Denied Publisher A Jury Trial
“In all criminal prosecutions, the accused shall enjoy the right to a speedy and public trial, by an impartial jury of the State and district wherein the crime shall have been committed, which district shall have been previously ascertained by law, and to be informed of the nature and cause of the accusation; to be confronted with the witnesses against him; to have compulsory process for obtaining witnesses in his favor, and to have the Assistance of Counsel for his defence.” Sixth Amendment of the United States Constitution
In September, of 2016, Charleston defense attorney, Herbert L. Hively, II, filed a motion for a jury trial, speedy trial and discovery conference in Kanawha County Magistrate Court on behalf of PutnamCountyNews.com’s Publisher, Mark Halburn.
However, in a clear violation of Halburn’s Sixth Amendment constitutional rights, Halburn was denied the jury and speedy trial and convicted of telephone harassment and sentenced to six months in jail, June 8th, 2017.
But wait, there’s more:
Magistrate Timothy C. Halloran (who campaigned with the slogan “Firm, but fair”) further denied Halburn’s constitutional rights by starting the trial without Halburn in the courtroom.
Halloran denied that the motion existed. Court officials said they couldn’t find it.
Months later, not surprisingly, the document surfaced after Halburn correctly guessed that it was hidden, during the trial, and that court officials would, incorrectly, think that Halburn would give up.
Halburn doesn’t give up.
“Halloran belongs in federal prison,” states Halburn, who immediately attempted to file an appeal, which was delayed by a further screw-up when the Magistrate Court clerk’s office attempted to charge him $200 – which is illegal.
On July 5th, 2017, Halburn filed a complaint, against Halloran, with the West Virginia Judicial Investigation Commission which allows citizens to be immediately abused, by rogue judges, then takes months to punish – and usually lets the judges get away with their misconduct. However, in a stunning development, Halloran is Publicly Admonished by the West Virginia Judicial Investigation Commission for violating Halburn’s rights and endorsing Melanie Rucker the magistrate seat vacated by Julie Yeager, who, allegedly, embezzled $24,000. (She has yet to be charged.)
The commission claims it sent two separate requests to Halloran, asking him to respond to the allegations within 10 days. The JIC reports Halloran finally replied after it sent a second request, but failed to respond to the allegations about why he failed to give Halburn a jury trial despite a properly-filed request to do so.
“Did Ms. Yeager use stolen money to help her win? Further investigation is needed to answer this question,” asks Halloran. “Additionally, when other magistrate assistants refused to work with Ms. Yeager, Melanie worked with Julie Yeager without incident, therein exhibiting her professionalism.”
Halloran tosses ethics and his own professionalism out the window, when he continues Rucker’s endorsement.
“I am in hope you and your fellow judges make what I believe to be the decent and honorable decision to appoint Ms. Rucker immediately,” Halloran writes “The appointment of Ms. Rucker will go a long way to satisfy the 15,444 citizens of Kanawha County who voted and supported Ms. Rucker in the last May 2016 election.”
When reached, by PutnamCountyNews.com, about Halloran’s admonishment, Rucker was unaware of the action and says, “I have no comment.”
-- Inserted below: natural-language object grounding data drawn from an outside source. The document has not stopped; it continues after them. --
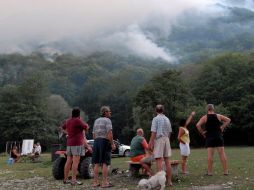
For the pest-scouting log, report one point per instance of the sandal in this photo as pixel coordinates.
(96, 185)
(66, 181)
(108, 185)
(76, 183)
(207, 174)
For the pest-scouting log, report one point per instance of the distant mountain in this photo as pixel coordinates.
(196, 35)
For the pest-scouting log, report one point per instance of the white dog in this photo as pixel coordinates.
(159, 179)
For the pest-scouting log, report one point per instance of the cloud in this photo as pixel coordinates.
(80, 26)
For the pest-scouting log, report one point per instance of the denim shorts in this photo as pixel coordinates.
(75, 150)
(101, 151)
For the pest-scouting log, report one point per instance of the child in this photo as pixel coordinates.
(184, 140)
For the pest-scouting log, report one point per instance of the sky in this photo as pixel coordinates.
(85, 26)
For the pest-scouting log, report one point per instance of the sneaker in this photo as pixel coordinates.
(76, 183)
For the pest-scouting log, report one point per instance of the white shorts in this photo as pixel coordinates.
(162, 148)
(185, 149)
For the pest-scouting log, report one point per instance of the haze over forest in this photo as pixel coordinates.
(175, 30)
(130, 55)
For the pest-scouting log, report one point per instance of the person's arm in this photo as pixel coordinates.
(225, 120)
(180, 134)
(144, 144)
(151, 141)
(199, 125)
(86, 145)
(110, 138)
(190, 118)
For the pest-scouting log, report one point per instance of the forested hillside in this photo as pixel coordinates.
(181, 56)
(36, 95)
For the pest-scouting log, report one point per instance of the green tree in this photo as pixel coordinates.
(168, 89)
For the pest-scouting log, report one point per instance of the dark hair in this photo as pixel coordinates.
(104, 109)
(182, 122)
(76, 112)
(159, 108)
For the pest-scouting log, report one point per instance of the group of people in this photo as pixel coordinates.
(36, 151)
(76, 144)
(210, 126)
(157, 149)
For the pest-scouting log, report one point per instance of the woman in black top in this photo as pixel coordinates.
(214, 127)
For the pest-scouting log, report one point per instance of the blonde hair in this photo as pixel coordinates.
(210, 107)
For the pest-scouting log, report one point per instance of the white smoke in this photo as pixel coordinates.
(84, 26)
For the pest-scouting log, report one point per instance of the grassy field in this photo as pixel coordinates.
(241, 167)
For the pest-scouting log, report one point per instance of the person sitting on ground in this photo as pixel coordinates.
(139, 147)
(14, 154)
(184, 140)
(36, 151)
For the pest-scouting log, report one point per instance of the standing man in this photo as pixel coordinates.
(103, 144)
(139, 147)
(215, 124)
(159, 141)
(74, 128)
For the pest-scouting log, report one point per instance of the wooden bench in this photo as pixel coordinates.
(135, 166)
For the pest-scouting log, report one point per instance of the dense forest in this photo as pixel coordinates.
(36, 95)
(201, 56)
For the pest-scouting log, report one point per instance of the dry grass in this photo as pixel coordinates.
(241, 165)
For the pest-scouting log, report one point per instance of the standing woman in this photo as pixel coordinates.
(184, 140)
(215, 124)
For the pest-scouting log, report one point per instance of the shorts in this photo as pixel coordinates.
(137, 158)
(147, 159)
(214, 141)
(101, 151)
(75, 150)
(184, 149)
(162, 148)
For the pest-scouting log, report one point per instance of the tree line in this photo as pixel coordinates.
(36, 95)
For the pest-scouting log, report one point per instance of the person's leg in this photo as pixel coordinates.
(210, 152)
(67, 168)
(223, 159)
(75, 163)
(104, 175)
(168, 170)
(159, 164)
(184, 161)
(96, 175)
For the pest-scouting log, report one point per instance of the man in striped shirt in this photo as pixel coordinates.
(159, 141)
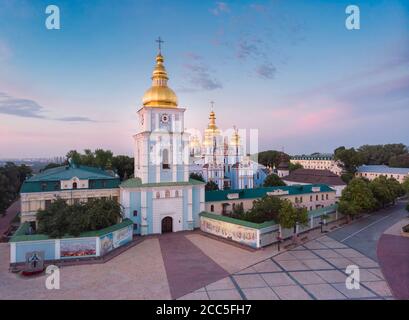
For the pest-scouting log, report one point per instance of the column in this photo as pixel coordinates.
(144, 218)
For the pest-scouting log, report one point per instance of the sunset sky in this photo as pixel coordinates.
(287, 68)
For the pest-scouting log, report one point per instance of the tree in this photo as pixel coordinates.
(395, 188)
(50, 165)
(381, 154)
(405, 185)
(196, 176)
(11, 179)
(381, 191)
(289, 216)
(270, 158)
(350, 159)
(357, 198)
(265, 209)
(124, 166)
(273, 180)
(211, 186)
(400, 161)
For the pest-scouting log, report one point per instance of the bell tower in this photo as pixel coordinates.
(161, 145)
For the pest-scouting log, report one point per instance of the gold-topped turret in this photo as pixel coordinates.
(160, 95)
(235, 139)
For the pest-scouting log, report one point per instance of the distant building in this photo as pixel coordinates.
(283, 169)
(373, 171)
(73, 183)
(308, 196)
(318, 162)
(312, 176)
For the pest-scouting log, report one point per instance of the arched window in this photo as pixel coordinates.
(165, 159)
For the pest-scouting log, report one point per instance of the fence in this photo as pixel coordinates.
(87, 245)
(257, 235)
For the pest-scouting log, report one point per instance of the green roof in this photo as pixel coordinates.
(222, 195)
(21, 233)
(49, 179)
(237, 221)
(322, 211)
(137, 183)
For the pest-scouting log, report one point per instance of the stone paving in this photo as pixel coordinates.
(313, 271)
(393, 256)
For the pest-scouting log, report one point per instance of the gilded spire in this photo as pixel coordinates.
(235, 139)
(160, 95)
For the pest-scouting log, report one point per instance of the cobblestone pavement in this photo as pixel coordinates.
(393, 254)
(315, 270)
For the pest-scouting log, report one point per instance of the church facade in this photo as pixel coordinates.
(161, 198)
(222, 160)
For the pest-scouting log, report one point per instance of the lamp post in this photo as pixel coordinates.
(279, 239)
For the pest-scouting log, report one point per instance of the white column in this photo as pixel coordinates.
(144, 218)
(98, 246)
(13, 252)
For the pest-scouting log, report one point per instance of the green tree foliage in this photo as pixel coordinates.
(51, 165)
(196, 176)
(124, 166)
(61, 219)
(382, 191)
(350, 159)
(271, 158)
(289, 216)
(211, 186)
(381, 154)
(273, 180)
(405, 185)
(11, 179)
(104, 159)
(357, 198)
(238, 210)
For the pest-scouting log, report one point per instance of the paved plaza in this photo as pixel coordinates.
(315, 270)
(190, 265)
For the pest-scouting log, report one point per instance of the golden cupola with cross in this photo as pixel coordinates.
(159, 94)
(212, 131)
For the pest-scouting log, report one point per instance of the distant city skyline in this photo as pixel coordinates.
(287, 68)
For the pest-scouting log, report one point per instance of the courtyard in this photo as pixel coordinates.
(191, 265)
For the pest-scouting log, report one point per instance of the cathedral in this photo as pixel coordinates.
(162, 198)
(221, 158)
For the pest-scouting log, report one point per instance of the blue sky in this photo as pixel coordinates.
(287, 68)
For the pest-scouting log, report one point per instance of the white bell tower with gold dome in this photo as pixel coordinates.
(161, 197)
(161, 146)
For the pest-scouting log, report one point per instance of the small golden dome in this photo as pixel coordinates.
(160, 95)
(235, 139)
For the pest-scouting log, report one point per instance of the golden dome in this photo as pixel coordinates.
(160, 95)
(212, 130)
(235, 139)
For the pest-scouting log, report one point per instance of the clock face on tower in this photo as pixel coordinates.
(164, 118)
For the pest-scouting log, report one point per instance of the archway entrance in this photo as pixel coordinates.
(167, 224)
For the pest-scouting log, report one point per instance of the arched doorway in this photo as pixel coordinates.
(167, 224)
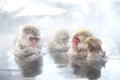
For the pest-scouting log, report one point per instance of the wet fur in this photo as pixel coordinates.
(96, 57)
(56, 43)
(77, 56)
(28, 60)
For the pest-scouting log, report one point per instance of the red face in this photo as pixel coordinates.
(75, 41)
(33, 41)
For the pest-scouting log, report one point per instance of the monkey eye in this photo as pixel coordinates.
(76, 39)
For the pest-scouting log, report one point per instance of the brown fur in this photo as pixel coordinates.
(96, 57)
(77, 56)
(29, 61)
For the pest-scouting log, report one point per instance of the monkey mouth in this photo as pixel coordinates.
(33, 41)
(75, 42)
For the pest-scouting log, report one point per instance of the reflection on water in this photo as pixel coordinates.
(51, 69)
(99, 16)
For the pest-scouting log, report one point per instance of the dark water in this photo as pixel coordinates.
(102, 18)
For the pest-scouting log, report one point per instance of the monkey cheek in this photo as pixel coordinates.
(74, 44)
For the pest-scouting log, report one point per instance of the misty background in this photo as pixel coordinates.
(102, 17)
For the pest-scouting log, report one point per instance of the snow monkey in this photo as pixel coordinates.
(27, 52)
(96, 58)
(77, 53)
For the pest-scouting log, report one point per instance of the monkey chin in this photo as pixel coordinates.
(29, 64)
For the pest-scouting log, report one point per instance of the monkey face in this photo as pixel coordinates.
(30, 35)
(75, 41)
(93, 44)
Hively even wrote a letter, alleging and inferring that the motion was purposely lost because court officials do not like Halburn. “He is right,” says Halburn. “They are doing backflips to ruin me while covering for their incompetence.”
Of course, there isn’t a recording of Halburn’s trial because Halloran also violated the First Amendment by banning a recording.
Halburn plans on filing a civil rights lawsuit against Halloran, but expects him to say that the 14th Amendment’s “Equal Protection” clause doesn’t apply to judges.
“Halloran is the poster child for ignoring the constitution,” says Halburn. “He thinks the constitution does not apply to him. He’s wrong!”